Профессор Гирей Алиевич Баиров, оперировавший Лену, заслуживает нескольких слов о себе. Это был (я очень надеюсь, что он и сейчас жив - до ста двадцати!) крымский татарин, неописуемый красавец. Женщины, едва завидев, умирали и падали к его ногам. Студентки писали записки прямо на лекциях. Может быть, поэтому он и во время операции помнил, что тщедушный, еле живой цыпленок на операционном столе - будущая женщина, и ее нельзя изуродовать. Сложнейшая операция была проведена блестяще, крохотный шов скоро полностью исчез, все прошло благополучно. Правда начав есть, Ленка проявила свою хулиганскую сущность в том, что лезла повсюду, ничего не боялась, постоянно падала и получала бессчетные сотрясения мозга. Долгие годы покой родителям только снился.
Девочка Леночка.
Все в семье крутилось вокруг нас. Детей учили музыке, английскому, для них обязательно снимались дачи, покупалось все самое лучшее. Нас бесконечно баловали, не приучая ни к какому труду. Бабушка, ужасаясь, твердила маме: «Ты воспитываешь уродов, они же ничего не умеют! Что с ними будет, когда они выйдут замуж?» - «Научатся», - отвечала мама.
Абсолютно все, кому я рассказываю об этом, немедленно начинают возмущаться одинаковыми словами: это неправильно, это калечит психику ребенка, не готовит к требованиям жизни.

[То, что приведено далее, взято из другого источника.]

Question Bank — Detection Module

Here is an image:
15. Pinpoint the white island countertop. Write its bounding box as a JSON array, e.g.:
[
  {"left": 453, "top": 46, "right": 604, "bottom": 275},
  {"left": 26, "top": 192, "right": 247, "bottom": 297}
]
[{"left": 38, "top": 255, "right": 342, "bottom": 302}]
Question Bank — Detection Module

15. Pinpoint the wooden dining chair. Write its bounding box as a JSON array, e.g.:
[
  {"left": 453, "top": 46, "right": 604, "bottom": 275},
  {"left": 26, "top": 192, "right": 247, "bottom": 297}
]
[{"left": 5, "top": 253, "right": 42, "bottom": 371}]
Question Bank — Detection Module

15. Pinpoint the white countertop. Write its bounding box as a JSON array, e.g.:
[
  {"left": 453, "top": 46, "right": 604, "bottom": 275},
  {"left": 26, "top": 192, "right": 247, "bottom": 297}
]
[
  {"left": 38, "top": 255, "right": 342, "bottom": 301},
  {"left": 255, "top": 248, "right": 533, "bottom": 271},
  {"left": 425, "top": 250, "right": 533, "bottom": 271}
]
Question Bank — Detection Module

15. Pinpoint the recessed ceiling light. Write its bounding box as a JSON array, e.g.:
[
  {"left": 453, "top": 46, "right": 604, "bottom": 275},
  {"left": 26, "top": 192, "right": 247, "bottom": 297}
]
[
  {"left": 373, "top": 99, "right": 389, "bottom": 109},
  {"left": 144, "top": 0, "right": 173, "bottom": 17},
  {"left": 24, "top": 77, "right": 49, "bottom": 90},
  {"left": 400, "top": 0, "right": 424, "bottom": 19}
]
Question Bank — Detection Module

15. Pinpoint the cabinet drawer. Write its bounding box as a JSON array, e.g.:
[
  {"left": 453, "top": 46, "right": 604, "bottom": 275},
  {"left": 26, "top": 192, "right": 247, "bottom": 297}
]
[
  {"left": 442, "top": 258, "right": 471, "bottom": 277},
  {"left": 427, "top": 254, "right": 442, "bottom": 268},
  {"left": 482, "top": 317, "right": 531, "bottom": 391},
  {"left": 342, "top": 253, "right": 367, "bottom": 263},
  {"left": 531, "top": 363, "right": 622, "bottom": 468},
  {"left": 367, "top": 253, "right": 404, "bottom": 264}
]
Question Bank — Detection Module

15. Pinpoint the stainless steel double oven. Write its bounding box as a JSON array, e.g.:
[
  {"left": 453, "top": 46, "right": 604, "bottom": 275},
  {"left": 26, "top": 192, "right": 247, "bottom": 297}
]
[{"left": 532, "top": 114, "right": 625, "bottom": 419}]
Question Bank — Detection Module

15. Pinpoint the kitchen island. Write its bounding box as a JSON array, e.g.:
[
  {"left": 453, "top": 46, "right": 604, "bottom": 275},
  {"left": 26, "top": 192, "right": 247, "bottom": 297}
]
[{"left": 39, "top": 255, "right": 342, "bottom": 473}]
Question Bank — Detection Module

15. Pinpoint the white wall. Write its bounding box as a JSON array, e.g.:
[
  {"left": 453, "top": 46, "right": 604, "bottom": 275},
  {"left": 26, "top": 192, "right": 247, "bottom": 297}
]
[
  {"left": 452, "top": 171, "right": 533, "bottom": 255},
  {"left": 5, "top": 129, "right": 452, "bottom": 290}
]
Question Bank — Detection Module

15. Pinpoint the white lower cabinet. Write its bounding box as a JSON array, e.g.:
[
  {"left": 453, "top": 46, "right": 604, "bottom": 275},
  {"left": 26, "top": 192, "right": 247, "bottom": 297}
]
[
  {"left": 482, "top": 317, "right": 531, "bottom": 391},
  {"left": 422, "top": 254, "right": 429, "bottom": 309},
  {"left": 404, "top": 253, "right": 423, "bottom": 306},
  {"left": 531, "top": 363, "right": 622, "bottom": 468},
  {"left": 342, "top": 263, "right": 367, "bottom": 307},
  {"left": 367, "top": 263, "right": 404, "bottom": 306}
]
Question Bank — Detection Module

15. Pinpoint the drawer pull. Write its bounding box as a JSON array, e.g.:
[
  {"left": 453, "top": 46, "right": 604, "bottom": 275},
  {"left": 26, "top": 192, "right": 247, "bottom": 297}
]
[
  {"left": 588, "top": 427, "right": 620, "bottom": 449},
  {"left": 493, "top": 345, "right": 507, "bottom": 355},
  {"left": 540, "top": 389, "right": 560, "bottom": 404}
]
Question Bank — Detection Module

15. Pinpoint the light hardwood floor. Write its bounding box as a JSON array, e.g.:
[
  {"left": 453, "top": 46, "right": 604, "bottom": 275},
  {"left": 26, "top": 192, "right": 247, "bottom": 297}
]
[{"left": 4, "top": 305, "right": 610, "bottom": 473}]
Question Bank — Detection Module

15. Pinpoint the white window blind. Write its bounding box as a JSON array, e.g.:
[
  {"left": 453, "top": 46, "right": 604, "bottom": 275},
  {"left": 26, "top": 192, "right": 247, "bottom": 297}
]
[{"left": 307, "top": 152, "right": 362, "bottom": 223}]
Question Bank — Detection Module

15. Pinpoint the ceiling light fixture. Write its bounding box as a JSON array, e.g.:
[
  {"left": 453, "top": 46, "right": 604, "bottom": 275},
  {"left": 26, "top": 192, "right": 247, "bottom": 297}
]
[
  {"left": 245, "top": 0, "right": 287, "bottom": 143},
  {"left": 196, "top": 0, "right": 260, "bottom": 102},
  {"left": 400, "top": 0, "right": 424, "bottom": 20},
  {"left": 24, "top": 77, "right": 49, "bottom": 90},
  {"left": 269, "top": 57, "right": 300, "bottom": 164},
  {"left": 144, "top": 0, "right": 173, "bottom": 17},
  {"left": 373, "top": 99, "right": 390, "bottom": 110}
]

Да-да, тут же отступаю я, замыкаясь, и шепчу: спасибо, мамочка. Ты была права - мы быстро всему научились и стали хорошими хозяйками, но не в том дело. Жизнь била поддых почти без перерыва, не давая разогнуться и вдохнуть. Весь дающий силы кислород шел из памяти детства - драгоценного детства без забот и обязанностей, детства Принцессы-на-горошине, которая Пуп Земли и Центр Вселенной. Балуйте детей, друзья мои, пока ваших рук еще хватает, чтобы оградить их от измывающейся судьбы!